I'm not sure if I've been able to clearly state my problem here, but here's the extensive problem description:
We have an array of $n$ numbers, and another given number $d$, one step at a time, we are authorized to add $1$ to any number in the array. The question is simple, what is the minimum number of steps in order to make sure that the sum of all subsets of length $d$ of the given is even?
I am not sure where to begin. Any hint is appreciated.
For instance:
For $n = 5, d = 3$ and the array itself being $1,3,0,5,2$, I just need to add one to the last index of my array [the "2"], so the answer is $1$.
Here are some observations which may help.
The minimum number of steps depends on the specific array you are given, of course. Call the elements of the array $a_1, a_2 \dots a_n$
If $d=1$ you simply have to flip all the odds to evens, and all the numbers might start off odd.
If $d\gt 1$ and the sum of the first $d$ elements is even, consider the sum from $a_2$ to $a_{d+1}$ - this must be even too, and therefore $a_1$ and $a_{d+1}$ have the same parity. You therefore can split your array into $d$ subsets depending on their position modulo $d$ in the array.
Can I suggest two questions.
How can you economically change all these subsets so the elements of each subset have the same parity?
And if you do this as economically as possible, you might end up with all the sums odd instead of even.
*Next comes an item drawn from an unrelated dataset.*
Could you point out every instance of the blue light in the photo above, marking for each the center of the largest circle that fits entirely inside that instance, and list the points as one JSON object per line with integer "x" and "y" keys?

How much do you need to lose to make the sums even?
For the first question, the number of changes you need to make in each of the subsets to make every element the same parity in each subset is $\le$ half the number in each subset. So adding all these up you can meet the parity constraint with $\le \frac n2$ changes
Then for the second question you can think as follows.
If you have succeeded with $\frac n2$ changes, well and good. Otherwise all your sets of length $d$ sum to odd numbers. Changing the parity of just one of the subsets will fix that, because each subset hits each sum just once.
Now examine the situation in more detail. The subset $s_r$ corresponding to the original elements in positions $\equiv r \bmod d$ originally consisted of $o_r$ odd numbers and $e_r$ even numbers, and had a total of $t_r=o_r+e_r$ members. We gave them all the same parity by changing $c_r=\min (o_r, e_r)\le \frac {t_r}2$ of these. Suppose that $s_p$ is the set for which we made the most changes (max value of $c_p$), and if relevant, that amongst these sets we choose one for which $t_p$ is least. We changed $c_p$ elements to make them all odd, but we could instead have changed $t_p-c_p$ to make them all even. Now let $t_p-c_p=c_p+2f$ so that $c_p+f=\frac {t_p}2$.
Then we have, for $q\neq p$, $2c_q+2f=2c_q+t_p-2c_p\le 2c_q+t_q-2c_q=t_q$ and $c_q\le \frac {t_q}2-f$.
By changing to make everything even, we've had to make $2f$ more changes in set $s_p$, and $f$ more changes than would have brought us to exactly half the set. But in each of the other sets we were already $f$ short of half the elements, so provided we have at least one, i.e. $n\ge 2$, our total number of changes will remain $\le \frac n2$.
You can't do better than $\frac n2$ because if $n$ is even you can just choose the first half equal to zero and the second half equal to $1$.
Note that if $d\gt \frac n2$ you will only have to change at most $n-d+1\le \frac n2$ numbers at most.